Reading club

Reading club

                  I’ve started going to the cemetery.

                  I want to tack on an “again” there, but that would be fibbing, since I almost never went there voluntarily from 2019 until about a few weeks ago.  Christina will get all of us there on Colin’s birthday and major holidays like Christmas and New Year’s.  Every now and then she’ll have just the two of us go so we can do a little weeding.  But by myself?  It just didn’t happen.  I mean, I would take the dog on walks all the way around the cemetery, but I did not go into the cemetery.

                  I could not tell you what changed.  There was from one day to the next a sense of “I should go there.”  The few times I had gone in the last four years, I tended to take a book to read to him.  Usually one of his favorites, in the vein of Curious George or Dr.

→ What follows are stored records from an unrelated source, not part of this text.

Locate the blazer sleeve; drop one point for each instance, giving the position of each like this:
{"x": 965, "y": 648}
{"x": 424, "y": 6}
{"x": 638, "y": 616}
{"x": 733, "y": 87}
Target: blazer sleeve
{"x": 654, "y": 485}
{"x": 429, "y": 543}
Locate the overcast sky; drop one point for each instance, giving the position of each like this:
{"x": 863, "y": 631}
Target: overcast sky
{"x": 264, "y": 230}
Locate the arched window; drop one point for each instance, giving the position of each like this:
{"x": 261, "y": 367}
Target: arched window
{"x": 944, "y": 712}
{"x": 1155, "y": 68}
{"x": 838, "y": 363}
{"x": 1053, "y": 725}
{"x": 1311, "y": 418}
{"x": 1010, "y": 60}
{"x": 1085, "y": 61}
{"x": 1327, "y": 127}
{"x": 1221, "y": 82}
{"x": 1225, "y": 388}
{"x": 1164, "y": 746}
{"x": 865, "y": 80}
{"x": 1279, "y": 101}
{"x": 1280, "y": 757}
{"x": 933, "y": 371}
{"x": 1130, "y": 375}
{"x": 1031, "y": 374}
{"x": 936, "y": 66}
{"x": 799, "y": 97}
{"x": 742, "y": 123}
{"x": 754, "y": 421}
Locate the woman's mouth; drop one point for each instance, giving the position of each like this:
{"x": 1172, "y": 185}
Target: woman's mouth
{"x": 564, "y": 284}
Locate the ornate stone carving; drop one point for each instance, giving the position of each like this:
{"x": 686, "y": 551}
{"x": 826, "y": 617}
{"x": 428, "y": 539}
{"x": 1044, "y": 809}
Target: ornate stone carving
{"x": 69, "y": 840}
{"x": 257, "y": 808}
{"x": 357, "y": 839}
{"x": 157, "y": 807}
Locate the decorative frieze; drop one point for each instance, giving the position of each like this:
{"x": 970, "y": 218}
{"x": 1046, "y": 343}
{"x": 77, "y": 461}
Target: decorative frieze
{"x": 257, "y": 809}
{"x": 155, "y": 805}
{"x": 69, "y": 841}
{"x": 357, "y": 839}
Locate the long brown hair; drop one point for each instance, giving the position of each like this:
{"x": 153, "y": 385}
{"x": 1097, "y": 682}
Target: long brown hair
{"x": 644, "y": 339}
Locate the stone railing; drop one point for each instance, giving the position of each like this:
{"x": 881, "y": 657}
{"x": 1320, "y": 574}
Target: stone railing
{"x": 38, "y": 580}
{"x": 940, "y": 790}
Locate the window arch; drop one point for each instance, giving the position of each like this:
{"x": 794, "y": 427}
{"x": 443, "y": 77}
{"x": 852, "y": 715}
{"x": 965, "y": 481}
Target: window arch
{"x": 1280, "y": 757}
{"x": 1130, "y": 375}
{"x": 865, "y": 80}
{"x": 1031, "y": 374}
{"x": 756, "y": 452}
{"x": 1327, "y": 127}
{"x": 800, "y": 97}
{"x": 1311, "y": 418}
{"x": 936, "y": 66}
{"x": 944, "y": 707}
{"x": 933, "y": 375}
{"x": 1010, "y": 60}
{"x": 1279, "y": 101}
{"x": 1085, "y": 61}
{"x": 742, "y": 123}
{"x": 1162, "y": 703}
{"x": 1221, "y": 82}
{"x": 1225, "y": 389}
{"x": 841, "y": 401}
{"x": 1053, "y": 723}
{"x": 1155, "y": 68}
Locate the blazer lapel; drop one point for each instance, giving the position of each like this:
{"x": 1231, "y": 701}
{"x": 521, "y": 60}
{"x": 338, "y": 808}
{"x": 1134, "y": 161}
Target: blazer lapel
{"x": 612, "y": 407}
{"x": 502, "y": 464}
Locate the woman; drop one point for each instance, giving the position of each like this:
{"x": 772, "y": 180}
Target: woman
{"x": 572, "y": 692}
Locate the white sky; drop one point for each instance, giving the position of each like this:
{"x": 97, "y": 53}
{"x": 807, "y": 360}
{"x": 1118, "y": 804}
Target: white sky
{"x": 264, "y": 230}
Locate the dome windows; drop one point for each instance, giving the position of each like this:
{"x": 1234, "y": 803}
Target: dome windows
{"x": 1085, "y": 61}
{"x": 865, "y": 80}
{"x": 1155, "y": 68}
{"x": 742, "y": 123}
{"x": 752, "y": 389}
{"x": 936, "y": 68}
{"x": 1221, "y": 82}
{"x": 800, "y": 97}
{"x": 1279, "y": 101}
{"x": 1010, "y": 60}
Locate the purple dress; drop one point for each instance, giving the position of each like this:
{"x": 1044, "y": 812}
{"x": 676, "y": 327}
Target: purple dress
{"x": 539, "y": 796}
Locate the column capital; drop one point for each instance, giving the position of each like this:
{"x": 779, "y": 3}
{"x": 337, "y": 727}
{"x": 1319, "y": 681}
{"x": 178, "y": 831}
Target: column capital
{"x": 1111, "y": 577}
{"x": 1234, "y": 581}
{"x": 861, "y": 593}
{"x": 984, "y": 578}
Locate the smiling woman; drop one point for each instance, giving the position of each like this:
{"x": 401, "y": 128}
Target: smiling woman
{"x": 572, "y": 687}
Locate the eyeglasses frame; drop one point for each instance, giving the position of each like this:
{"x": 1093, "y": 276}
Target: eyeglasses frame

Seuss.  That’s what I took the first time I went, a few weeks ago. 

                  But this time, the children’s book didn’t feel quite right.  I’ll admit, there was also the logistical issue that children’s books are often a larger format, meaning I can’t easily fit them into a pocket of my fleece or coat.  But I found myself sitting there reading about Solla-Sollew and noticing that Colin’s 10th birthday had just passed.  And would I have read this book to Emma or Noah when they were 10?  Hardly.  So I went back to the bookshelf and found a Hardy Boys book I had brought back for the kids from a trip to the States years ago.

                  The book had gone down like a lead balloon when I first presented it to Noah.  He could read English even back then, but the 1950s English – ‘On the double!’ Joe cried as they started up the steep embankment – with all of its references to jalopies and hot rods was impenetrable for him.  I never followed up on it.  So the book sat on a shelf until a few weeks ago.

                  I’ll admit, I’ve forgotten more about the Hardy Boys than I knew.  Or maybe, since this is the first book in the series, the line-up of supporting characters changed for the later stories.  I’d like to think that, if I had regularly read stories with an Oscar Smuff appearing, I would have remembered the character’s name.  But the chapters are short and easy to read and I feel it’s something I can do for him.  Murphy doesn’t seem to mind tagging along.  And, at this point, I kind of want to know who stole Chet’s faithful jalopy, which he named Queen.

                  It feels like I’ve had a shift.  I’m not saying I don’t grieve my dead son, but the grief is less ‘sad’ and more just a fact of my existence.  I’m tall.  I’m a journalist.  I have a dead son.  These are just true things that I can rattle off about myself.  Then again, we watched “Inception” the other night and the idea of being stuck in a dream where Colin was still alive didn’t sound all that bad to me.

                  And it still sneaks up on you.  A few days ago I was talking to a friend whose wife went through a similar cancer therapy to Christina’s (last chemo is Tuesday!).  I was just curious about how long it took her hair to grow back, because I was curious and wanted a reference.  We discussed it a little until I realized I don’t need a reference.  I know exactly how fast hair grows back after chemotherapy.  I have pictures and pictures of Colin through those months, his head going from peach fuzzy to full-blown moppet.  I guess I had forgotten.  Just like I’ve forgotten what’s going to happen to the Hardy Boys as they track down the Tower Treasure.

                  Having him around would be better.  That goes without saying.  And I can’t say I’m glad about the current situation.  But it’s better than nothing to find some comfort reading Hardy Boys at his grave with the dog.